As above, C5. Or, much cheaper - FK1000P. Just done mine in this. Lovely to work with.


----------



## TheWeeknd (Mar 12, 2014)

What would be the best prep? 

The wheel cleaner ive got is valet pro


----------



## dave7368 (Feb 11, 2010)

C5 gets my vote..


----------



## polac5397 (Apr 16, 2014)

i used a car pro quartz sample


----------



## asspur96 (Jan 24, 2014)

*C5 Not Impressed*

Had some new alloys fitted last week prior to fitting cleaned all wheels and then coated with C5 as per instructions on website used new pad for each wheel and didn't hold bottle while applying. Did this and wiped with new microfibre cloth and just not impressed.



This was the next day after about 50 miles of driving excuse flat had to have that fixed but no beading etc better results with Collinite 845 or EGP !! And these are not wheel only products. Have topped them up with SonaxBSD now



Any one else found this !???


----------



## OvEr_KiLL (Mar 2, 2015)

try raceglaze nano wheel seal, that stuff is amazing! put 2 layers on 1h in between and you will get like 6 months + easy to use makes the wheels look damn shiny. just spray it all over, leave it while you do the other wheels and buff off.


----------



## Hufty (Apr 27, 2015)

over_kill said:


> try raceglaze nano wheel seal, that stuff is amazing! Put 2 layers on 1h in between and you will get like 6 months + easy to use makes the wheels look damn shiny. Just spray it all over, leave it while you do the other wheels and buff off.


^^^^^+1


----------



## DrEskimo (Jan 7, 2016)

asspur96 said:


> Had some new alloys fitted last week prior to fitting cleaned all wheels and then coated with C5 as per instructions on website used new pad for each wheel and didn't hold bottle while applying. Did this and wiped with new microfibre cloth and just not impressed.
> 
> 
> 
> ...


Worked well on my old 20s. Beaded up nicely and was a breeze to clean.

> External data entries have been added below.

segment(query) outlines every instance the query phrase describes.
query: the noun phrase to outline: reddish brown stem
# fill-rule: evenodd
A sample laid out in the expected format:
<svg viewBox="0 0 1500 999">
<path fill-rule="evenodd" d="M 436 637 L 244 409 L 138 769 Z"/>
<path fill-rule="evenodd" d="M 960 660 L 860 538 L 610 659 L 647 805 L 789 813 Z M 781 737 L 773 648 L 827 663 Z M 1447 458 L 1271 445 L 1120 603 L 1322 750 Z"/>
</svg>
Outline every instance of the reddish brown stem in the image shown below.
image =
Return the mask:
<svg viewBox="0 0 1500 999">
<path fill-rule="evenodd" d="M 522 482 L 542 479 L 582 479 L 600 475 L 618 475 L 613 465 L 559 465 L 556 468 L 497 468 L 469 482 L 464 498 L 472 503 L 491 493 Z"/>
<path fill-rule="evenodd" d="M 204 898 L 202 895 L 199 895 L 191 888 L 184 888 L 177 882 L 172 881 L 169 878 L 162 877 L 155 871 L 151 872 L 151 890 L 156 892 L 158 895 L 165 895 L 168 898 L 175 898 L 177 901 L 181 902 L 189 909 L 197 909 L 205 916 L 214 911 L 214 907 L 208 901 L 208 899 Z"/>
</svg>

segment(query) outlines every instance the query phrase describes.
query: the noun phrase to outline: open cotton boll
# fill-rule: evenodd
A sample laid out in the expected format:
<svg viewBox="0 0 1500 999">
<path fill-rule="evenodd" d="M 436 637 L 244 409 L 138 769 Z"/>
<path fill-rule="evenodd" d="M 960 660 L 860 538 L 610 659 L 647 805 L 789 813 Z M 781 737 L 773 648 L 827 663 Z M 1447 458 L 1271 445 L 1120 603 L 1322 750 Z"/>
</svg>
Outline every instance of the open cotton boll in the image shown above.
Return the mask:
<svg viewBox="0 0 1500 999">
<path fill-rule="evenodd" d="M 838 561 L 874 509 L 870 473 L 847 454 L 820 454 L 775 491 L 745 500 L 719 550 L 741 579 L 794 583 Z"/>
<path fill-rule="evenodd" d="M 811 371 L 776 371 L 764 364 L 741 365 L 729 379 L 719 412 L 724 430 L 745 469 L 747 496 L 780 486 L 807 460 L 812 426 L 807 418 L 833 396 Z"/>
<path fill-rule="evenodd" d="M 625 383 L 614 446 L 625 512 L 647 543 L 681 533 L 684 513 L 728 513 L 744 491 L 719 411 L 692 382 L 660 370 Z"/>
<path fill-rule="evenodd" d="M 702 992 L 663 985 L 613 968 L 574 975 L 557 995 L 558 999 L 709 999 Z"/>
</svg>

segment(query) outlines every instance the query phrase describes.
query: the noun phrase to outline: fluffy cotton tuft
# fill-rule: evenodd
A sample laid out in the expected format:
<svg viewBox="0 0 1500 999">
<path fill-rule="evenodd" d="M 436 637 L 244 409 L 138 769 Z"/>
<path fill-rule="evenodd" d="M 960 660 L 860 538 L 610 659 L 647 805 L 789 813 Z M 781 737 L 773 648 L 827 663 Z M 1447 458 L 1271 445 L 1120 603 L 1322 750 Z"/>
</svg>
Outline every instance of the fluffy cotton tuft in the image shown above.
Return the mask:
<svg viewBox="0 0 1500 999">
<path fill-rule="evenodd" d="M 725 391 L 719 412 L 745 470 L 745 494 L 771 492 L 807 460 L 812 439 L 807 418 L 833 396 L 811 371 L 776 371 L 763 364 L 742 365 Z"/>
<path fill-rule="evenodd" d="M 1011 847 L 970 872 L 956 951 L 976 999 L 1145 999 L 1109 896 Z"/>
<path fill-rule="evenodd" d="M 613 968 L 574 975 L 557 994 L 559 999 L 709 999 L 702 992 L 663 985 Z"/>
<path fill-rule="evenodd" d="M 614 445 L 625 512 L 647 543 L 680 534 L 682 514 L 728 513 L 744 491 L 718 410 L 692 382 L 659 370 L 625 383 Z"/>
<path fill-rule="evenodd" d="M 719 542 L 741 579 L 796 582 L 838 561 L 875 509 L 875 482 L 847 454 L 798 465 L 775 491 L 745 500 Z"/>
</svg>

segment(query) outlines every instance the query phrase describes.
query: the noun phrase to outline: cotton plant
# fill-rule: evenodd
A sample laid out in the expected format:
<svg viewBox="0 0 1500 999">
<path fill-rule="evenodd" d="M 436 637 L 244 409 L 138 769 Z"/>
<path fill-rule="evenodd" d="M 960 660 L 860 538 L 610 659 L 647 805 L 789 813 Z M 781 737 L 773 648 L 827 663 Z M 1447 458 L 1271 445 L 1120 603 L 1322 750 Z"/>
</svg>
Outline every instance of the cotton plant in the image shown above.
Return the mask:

Having said that I'm probably going to give R-Evolve a go on my 19s. Hoping it doesn't give too much of a flood finish on the matte painted parts tho...


----------



## great gonzo (Nov 4, 2010)

What are you not happy with, the fact they don't bead?
Have you tried washing them yet?
You should find them a doddle to clean with just shampoo with nothing bonding onto them. 
C5 isn't a great beader TBH. 

Gonz.


----------



## Blueberry (Aug 10, 2007)

Yeah Gtechniq not renowned for beading but it sure protects well. It sheets not beads.


----------



## asspur96 (Jan 24, 2014)

great gonzo said:


> What are you not happy with, the fact they don't bead?
> Have you tried washing them yet?
> You should find them a doddle to clean with just shampoo with nothing bonding onto them.
> C5 isn't a great beader TBH.
> ...


The 2nd picture is after cleaning with MEGs D114 rinseless wash the next day also cleaned them the same way this morning the point I was making was I got as good results when using Colinite 845 or AG EGP and these where easy to clean with shampoo / D114 know I am using this method. I will keep a close eye on this and see if the longevity is better with C5 as on those products I tend to clean the wheels off the car every 6 months. I had used a petrol station jet wash on Wednesday just to see if with C5 would be a "TOUCHLESS" wash but didn't seem to be any better than with the previous products.


----------



## Blueberry (Aug 10, 2007)

Why do you think it's going to be touch less with Gtechniq? Gtechniq don't claim that. What they claim is durability. I get 18 months - 2 years out of C5. That is what I like about C5.


----------



## great gonzo (Nov 4, 2010)

Wow 6 months from Colinite 845 or AG EGP maybe you should of stuck with that. 

Gonz


----------



## asspur96 (Jan 24, 2014)

Blueberry said:


> Why do you think it's going to be touch less with Gtechniq? Gtechniq don't claim that. What they claim is durability. I get 18 months - 2 years out of C5. That is what I like about C5.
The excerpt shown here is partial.